Following a huge drop in profits last year, Swiss private bank, Julius Baer (JB), is now planning to cut 300 jobs in 2020. The objective is to increase profitability with a three-year strategy to improve margins. However, the Bank’s employees in Singapore and Hong Kong, where it has been expanding rapidly of late, will not be deeply impacted by the downsizing. A majority of the layoffs, that is, about 200, will take place in Switzerland itself. The rest will happen mostly in Europe and the Middle East. However, in Asia, JB is reported to be considering laying off some underperformers along with some very highly-paid senior managers, to cut costs.

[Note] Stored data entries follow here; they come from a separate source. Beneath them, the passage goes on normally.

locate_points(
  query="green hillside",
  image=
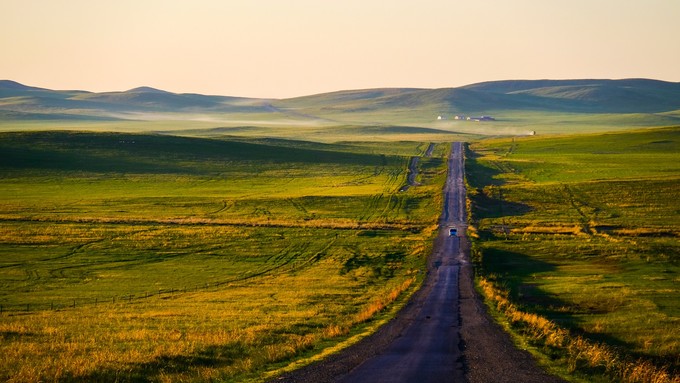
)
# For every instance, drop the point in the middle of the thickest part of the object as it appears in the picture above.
(519, 107)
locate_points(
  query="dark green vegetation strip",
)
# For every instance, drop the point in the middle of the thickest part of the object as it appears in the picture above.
(584, 231)
(149, 257)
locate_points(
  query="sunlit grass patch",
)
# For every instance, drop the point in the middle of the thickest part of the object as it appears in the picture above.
(582, 230)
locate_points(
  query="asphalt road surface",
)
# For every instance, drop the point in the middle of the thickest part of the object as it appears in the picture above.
(444, 334)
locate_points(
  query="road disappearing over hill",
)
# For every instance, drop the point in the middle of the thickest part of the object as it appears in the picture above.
(444, 334)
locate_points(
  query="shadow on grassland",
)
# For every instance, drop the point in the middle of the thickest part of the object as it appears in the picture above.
(219, 357)
(517, 273)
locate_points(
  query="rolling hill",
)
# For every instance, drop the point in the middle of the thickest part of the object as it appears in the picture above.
(18, 101)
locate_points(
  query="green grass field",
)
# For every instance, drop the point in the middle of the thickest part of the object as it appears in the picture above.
(583, 229)
(141, 257)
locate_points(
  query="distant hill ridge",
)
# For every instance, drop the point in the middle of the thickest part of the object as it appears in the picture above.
(573, 96)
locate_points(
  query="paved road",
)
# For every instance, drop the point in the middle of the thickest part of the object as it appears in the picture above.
(429, 349)
(444, 334)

The wealth management institution is attempting to improve its revenues and adjusted cost-income ratio to 67 per cent in the next two to three years. Its earlier target was 68 per cent, against which it achieved a level of 71 per cent last year, by cutting costs by $200 million and growing income. It plans to focus more on investing in human advice and technology, and also concentrate on sustainable profit growth.
The executive board of the Bank has also shrunk under the new CEO, who took charge in September. The trimmer and more efficient board has been entrusted with the responsibility of focussing on clients, especially the super rich ones.
The Bank will be increasing its offerings for its rich and super rich clientele and also invest more on technology.